An Old Favourite
In short, it's a superb FPS, one which the remaster does an excellent job of showcasing. But the remaster goes further still. Firstly, it adds full support for local and online play, breathing new life into what is one of the definitive multiplayer games. Moreover, it brings together all the canonical Quake episodes. This includes the original map-packs, namely Scourge of Armagon and Dissolution of Eternity, as well as Dimensions of the Past, the episode designed by Machine Games (creators of Wolfenstein, The New Order) as part of the game's 20th Anniversary Celebration. You can even download the bespoke campaign for Quake 64, available in the "add-ons" section, which will presumably be filled out with further expansions and mods over time.
On top of all that, Quake Remastered adds a second, brand-new campaign by Machine Games. Titled Dimension of the Machine, it adds five new stages split into eleven levels that see you rocket-jumping across reality to track down five sacred runes. These episodes aren't mere token gestures either. They're hugely ambitious stages, with remarkable environments and complex, maze-like levels.
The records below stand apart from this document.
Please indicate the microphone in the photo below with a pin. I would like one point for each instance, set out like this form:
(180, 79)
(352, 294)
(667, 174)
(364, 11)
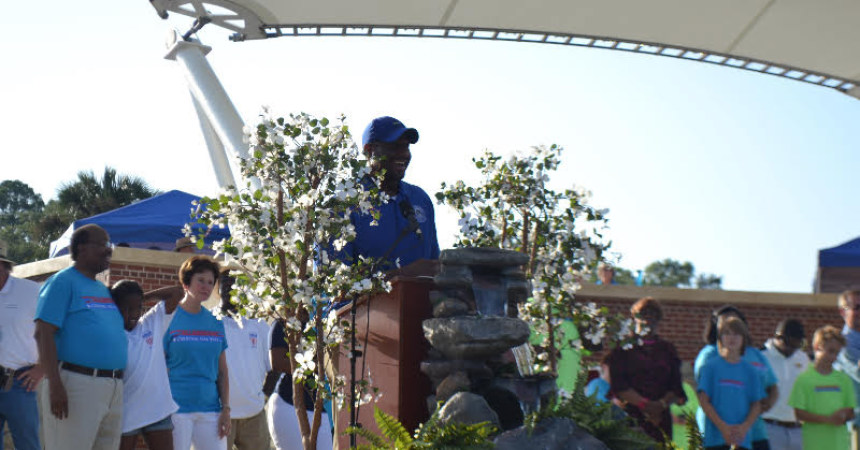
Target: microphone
(408, 212)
Highlights include Dimension of the Blacksmiths, a fallen fantasy realm whose castles and chapels are sinking into the earth as a consequence of an intensive mining operation. Realm of the Cultists, meanwhile, elegantly plays with a heaven/hell theme, starting you off in a church on top of a mountain, and slowly pulling you down through the church's foundation until you arrive at a vast, abyssal void. They're not as ludicrously huge and elaborate as, say, the Arcane Dimensions mod. But they are considerably larger than Quake's vanilla levels, without feeling like a chore to complete.
As well as being highly imaginative, Dimension of the Machine is also tough as nails. Freed from Quake's file-size constraints, Dimension of the Machine's enemy count is far higher than Quake, while expansion also likes to combine them in fiendish ways. There are also fewer health packs, meaning you need to be more cautious in combat, while weapons are acquired in a different order each episode, forcing you to think creatively with the arsenal at hand.
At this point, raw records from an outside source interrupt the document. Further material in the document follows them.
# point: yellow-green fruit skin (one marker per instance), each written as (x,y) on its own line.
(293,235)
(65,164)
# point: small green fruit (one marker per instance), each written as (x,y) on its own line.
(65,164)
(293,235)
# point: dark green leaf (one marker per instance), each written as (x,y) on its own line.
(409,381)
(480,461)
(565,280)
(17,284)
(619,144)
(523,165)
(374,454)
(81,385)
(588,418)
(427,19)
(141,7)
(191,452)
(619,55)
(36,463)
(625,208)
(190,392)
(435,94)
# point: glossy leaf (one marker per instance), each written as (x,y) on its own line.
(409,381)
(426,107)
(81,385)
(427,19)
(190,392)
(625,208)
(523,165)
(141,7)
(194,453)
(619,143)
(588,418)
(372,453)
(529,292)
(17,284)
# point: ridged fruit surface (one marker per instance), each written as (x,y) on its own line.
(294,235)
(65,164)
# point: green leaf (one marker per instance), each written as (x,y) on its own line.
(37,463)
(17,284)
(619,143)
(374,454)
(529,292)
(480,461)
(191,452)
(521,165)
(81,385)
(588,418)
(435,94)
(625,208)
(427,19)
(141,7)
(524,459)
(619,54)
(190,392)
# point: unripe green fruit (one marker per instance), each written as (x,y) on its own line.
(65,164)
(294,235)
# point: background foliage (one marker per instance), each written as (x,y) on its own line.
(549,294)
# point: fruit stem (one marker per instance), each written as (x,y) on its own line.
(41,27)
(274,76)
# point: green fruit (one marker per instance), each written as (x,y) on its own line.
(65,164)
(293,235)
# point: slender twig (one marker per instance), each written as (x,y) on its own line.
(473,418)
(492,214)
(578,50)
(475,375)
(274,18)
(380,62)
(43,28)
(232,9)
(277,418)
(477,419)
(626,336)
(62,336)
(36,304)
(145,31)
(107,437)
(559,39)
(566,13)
In short, Dimension of the Machine is the cherry on the cake for the Quake Remastered. The only concern about the remaster I have regards the Quake modding community. The largely empty "Addons" section implies that Bethesda has plans to fill it with other Quake content, presumably from the community. But the Quake modding community has thrived largely as a consequence of its independence, and its wariness around publishers and other organisations. Then again, Bethesda has a good historical relationship with modders, as demonstrated by Skyrim. So perhaps Quake has landed in the best possible place for modding stewardship going forward.
Either way, it's hard to argue that Quake Remastered is anything other than a triumph, a meticulous and careful scrub-up of one of the finest shooters of all time. If you've never played Quake before, there hasn't been a better time to do it in a quarter of a century, so hop through that slipgate, soldier, and get gibbing.